The caper is a small shrub of the Capparaceae family. The buds of the plant called capers and the fruits called cucunci, in the Salento dialect chiapparine, are consumed.
Read also: History of the Salento dialect
The caper is an integral part of the Salento flora as it thrives in extreme environments, such as aridity, salinity and calcareous soils. We often see them majestically sprouting from old walls, rocks or quarries.
Capers are diuretic, anti-inflammatory and anti-tumor. They help digestion and circulation. They fight tiredness during seasonal changes. And you can also use them for anti-aging masks.
In southern Salento, precisely in Racale, there is an important cultivation with many varieties of capers.

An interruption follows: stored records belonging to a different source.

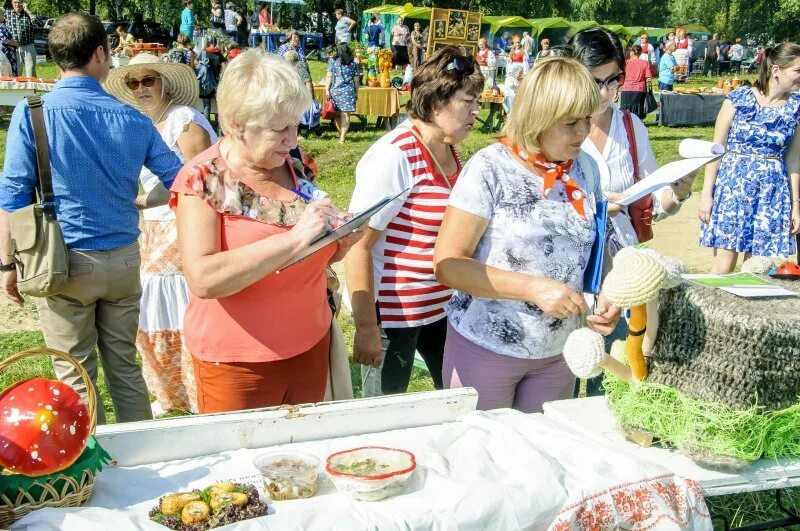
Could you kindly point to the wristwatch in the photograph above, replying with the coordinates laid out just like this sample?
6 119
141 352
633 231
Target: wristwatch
678 200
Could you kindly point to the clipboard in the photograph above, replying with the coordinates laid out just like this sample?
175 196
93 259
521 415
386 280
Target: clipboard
343 230
593 274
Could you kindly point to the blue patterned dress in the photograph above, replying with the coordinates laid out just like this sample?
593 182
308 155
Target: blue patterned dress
752 210
343 88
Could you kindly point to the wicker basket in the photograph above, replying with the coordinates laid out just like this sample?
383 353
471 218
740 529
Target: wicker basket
55 490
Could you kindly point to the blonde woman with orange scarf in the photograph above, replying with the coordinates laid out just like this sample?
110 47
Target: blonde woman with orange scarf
514 244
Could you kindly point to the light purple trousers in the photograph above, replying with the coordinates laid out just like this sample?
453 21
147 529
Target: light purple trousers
504 381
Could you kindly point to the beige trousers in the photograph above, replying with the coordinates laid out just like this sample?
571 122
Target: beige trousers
100 308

In the kitchen we can use them everywhere to enrich dishes: from salads (especially tomatoes) to pasta (the most famous is olives and capers), up to fish and meat. By flavoring a dish with their strong flavor, capers also allow us to avoid a waste that is important for our health: the excessive use of salt.
The flowers are hermaphroditic, very large, and bloom from May until early autumn. The caper is not a tree, but a simple shrub, and its fruits are not fruits but flowers, that is, still open buds.
The plant, always green in colour, rather small, grows in the form of a bush, between the cracks in walls, between the splits in rocks and in barren earth.
It does not need water, and loves dry, calcareous soils. The original name of the shrub is Capperis spinosa, a plant native to Greece and Asia Minor, typical of the Mediterranean basin.